100 gram patates, bir insanın gereksinim duyduğu günlük proteinin %
7'sini, demirin % 10'unu, C vitamininin % 20-50'sini, B1 vitamininin %
10'unu ve enerji ihtiyacının % 3'ünü karşılar.
Patateste protein oranı düşük gibi görünmesine rağmen ( bir patatesin %
2’si protein) proteinin net kullanma değeri yani kalitesi oldukça
yüksektir.
Patatesteki nitrojen yani azot, bir yetişkinin günlük kaybettiği
nitrojeni yerine koymaya yeter.
Patatesin kuru ağırlığının % 1-5 ‘i nitrojenlerden oluşur. Bunun %90’ı,
çözülebilir haldedir, geri kalan yani çözülemeyen kısmı ise dış kabukta
bulunur.
Bol miktarda A, C ve B vitaminleri ile potasyum,bakır, triptofan,
manganez, diyet posası, magnezyum ve kalsiyum içeren patates, protein,
demir ve fosfor da içerir.
Vücuda enerji verdiği, halsizliği ve yorgunluğu giderdiği bilinen
patates şeker hastaları için de faydalıdır. Patates yapısında bulunan
bileşikler (bol potasyum içerir) kan basıncını düşürücü etki gösterir.

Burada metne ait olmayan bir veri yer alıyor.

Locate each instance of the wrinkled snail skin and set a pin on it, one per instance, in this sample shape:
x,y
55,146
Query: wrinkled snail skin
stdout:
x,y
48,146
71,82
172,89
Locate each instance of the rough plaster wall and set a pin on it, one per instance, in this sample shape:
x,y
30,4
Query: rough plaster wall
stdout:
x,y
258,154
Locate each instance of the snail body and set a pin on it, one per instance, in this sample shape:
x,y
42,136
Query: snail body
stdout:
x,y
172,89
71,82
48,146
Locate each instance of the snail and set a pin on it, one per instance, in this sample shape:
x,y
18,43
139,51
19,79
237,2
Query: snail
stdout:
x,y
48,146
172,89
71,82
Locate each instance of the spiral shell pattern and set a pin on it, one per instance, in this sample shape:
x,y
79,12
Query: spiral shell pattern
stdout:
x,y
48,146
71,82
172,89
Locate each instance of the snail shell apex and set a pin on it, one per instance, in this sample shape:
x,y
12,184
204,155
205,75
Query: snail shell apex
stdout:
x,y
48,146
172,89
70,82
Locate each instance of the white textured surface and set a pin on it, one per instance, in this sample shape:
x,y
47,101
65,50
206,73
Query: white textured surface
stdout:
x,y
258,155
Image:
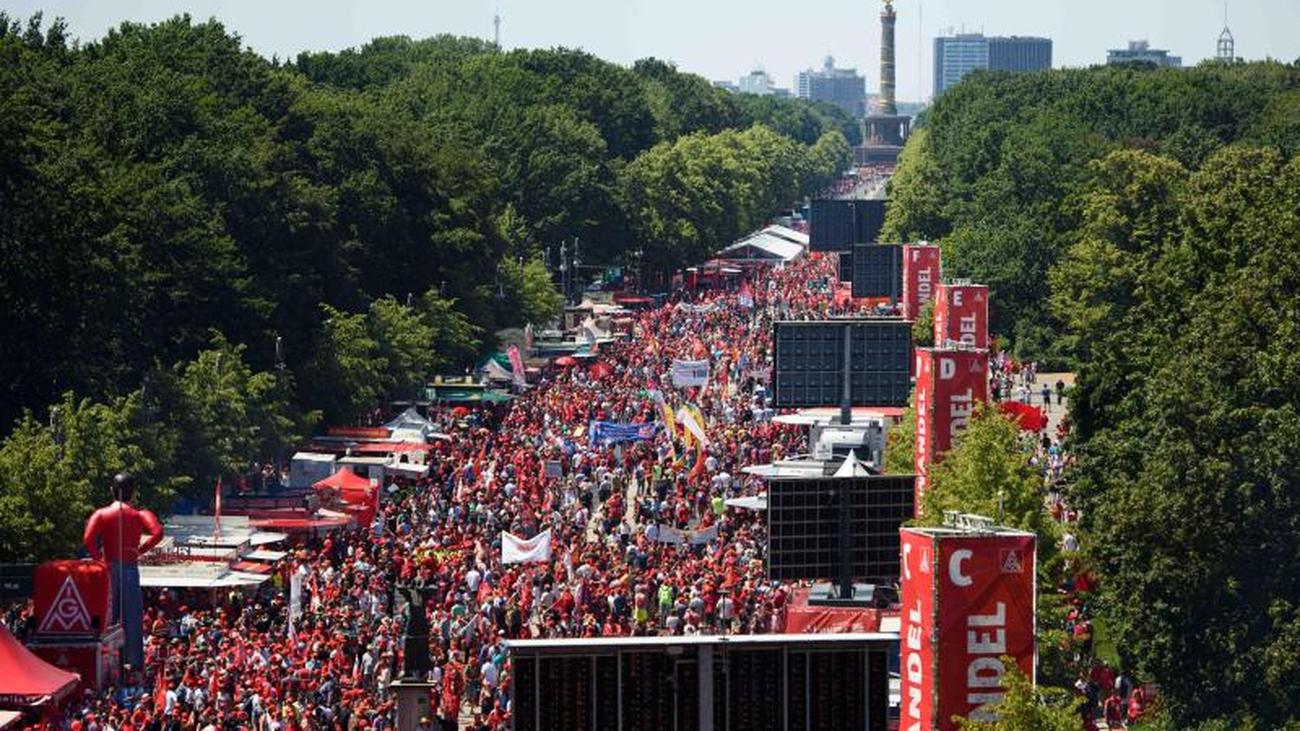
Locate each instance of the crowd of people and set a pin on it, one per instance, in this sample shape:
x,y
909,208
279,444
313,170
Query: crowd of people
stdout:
x,y
251,660
248,660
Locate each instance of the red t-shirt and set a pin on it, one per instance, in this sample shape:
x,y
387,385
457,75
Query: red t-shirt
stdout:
x,y
113,532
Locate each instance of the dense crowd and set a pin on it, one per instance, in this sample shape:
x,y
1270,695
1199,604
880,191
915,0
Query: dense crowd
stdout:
x,y
251,661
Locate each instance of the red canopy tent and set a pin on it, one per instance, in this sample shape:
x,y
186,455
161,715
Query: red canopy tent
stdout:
x,y
358,494
26,680
1028,418
343,481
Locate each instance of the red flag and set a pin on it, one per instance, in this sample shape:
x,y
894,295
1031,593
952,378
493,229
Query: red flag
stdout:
x,y
160,691
216,520
698,470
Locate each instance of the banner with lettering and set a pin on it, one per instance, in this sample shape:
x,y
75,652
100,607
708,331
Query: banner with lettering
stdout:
x,y
531,550
609,432
687,373
984,610
680,536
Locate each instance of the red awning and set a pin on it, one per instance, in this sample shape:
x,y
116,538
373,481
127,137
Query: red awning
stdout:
x,y
390,448
345,480
1028,418
302,523
25,679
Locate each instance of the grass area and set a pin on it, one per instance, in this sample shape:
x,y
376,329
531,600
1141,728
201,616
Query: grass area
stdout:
x,y
1104,644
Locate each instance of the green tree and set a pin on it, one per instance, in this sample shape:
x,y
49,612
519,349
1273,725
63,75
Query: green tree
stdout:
x,y
53,474
532,293
1184,468
988,474
901,442
229,415
923,329
917,198
349,371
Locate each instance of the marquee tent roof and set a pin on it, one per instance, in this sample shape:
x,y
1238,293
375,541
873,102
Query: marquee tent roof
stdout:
x,y
25,679
774,243
411,420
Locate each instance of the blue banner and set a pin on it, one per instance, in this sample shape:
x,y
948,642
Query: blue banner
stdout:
x,y
610,432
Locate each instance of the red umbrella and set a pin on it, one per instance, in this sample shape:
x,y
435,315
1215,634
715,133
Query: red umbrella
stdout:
x,y
1026,416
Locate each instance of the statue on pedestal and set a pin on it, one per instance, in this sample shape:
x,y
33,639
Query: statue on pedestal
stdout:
x,y
415,644
113,535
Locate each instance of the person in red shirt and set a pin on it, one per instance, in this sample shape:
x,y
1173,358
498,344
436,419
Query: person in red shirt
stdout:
x,y
113,535
1114,710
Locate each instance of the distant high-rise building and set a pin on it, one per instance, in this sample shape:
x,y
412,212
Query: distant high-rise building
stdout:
x,y
757,82
960,55
843,87
1140,51
1019,53
1226,48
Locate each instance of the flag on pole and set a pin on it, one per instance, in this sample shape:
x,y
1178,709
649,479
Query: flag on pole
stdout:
x,y
516,366
216,509
745,298
693,427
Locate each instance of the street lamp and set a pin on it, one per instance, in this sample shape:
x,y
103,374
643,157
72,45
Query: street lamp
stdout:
x,y
56,427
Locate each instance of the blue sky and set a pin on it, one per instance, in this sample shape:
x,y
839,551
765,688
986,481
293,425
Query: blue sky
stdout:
x,y
722,39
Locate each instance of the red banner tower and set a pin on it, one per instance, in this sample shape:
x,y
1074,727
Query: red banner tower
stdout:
x,y
961,315
967,600
949,383
921,272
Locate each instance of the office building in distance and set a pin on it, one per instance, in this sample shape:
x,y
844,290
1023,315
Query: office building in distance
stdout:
x,y
960,55
843,87
1142,52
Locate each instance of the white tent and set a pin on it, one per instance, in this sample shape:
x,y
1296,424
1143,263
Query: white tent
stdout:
x,y
774,243
411,423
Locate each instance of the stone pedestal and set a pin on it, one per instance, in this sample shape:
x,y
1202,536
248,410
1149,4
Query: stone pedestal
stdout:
x,y
414,704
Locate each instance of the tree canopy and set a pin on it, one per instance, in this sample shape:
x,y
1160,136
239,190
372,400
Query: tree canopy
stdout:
x,y
1140,225
246,245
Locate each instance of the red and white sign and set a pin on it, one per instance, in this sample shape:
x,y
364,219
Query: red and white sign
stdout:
x,y
967,600
961,314
923,451
72,597
949,384
917,632
96,660
960,383
921,271
986,610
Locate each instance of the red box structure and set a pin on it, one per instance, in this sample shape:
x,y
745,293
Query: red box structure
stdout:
x,y
967,600
73,602
949,384
72,597
921,275
96,658
961,315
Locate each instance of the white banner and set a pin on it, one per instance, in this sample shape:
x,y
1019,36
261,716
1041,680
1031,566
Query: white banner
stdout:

Damar sertliğini gidermeye yardımcı, sindirimi kolaylaştırıcı ve
kabızlığı önleyici etkisi de var. Bağırsak şişliğini ve hemoroid
ağrılarını da azaltıcı etkiside gösterilmiş. El ve ayak çatlaklarına iyi
geldiği ise iyi bilinen bir yönü. Halk arasında bağırsak kurtlarını
düşürmeye yardımcı olarak, böbrek taşını düşürmede ve cilt bakımında da
kullanılıyor. Çok daha başka yararları da olan patatesin belkide en
önemli özelliği anti-kanser olması.
Patates ve Kanserden koruyucu (anti-kanser) özelliği
The American Cancer Society (Amerikan kanser birliği) ‘e göre 2011
yılında 1.6 milyon yeni kanser tanısı almış hasta daha mevcut kanserli
hastalara katılacak. Günümüz zaten kanser devri maalesef. Gıda katkı
maddeleri, kirli hava, stres,radyasyon, fast food alışkanlığı, genetik
faktörler vs birçok yeni ve klasik nedenlerle kanser hızı gittikçe
artıyor. Bu nedenle artık tüm kanser dernekleri ve sağlık otörleri
tarafından diyetlerin anti kanser özelliği olan gıda ve gerekirse
vitamin-minerallerce desteklenmesi gerektiği açıkça vurgulanıyor. Bizde
elimizden geldiğince bu kanserojen faktörleri minimize etmeye
yönelmeliyiz.
Ben aynı zamanda çok da sevdiğim patatesin kanserden koruyucu özelliği
ile ilgili birkaç çalışmadan örnek vereceğim.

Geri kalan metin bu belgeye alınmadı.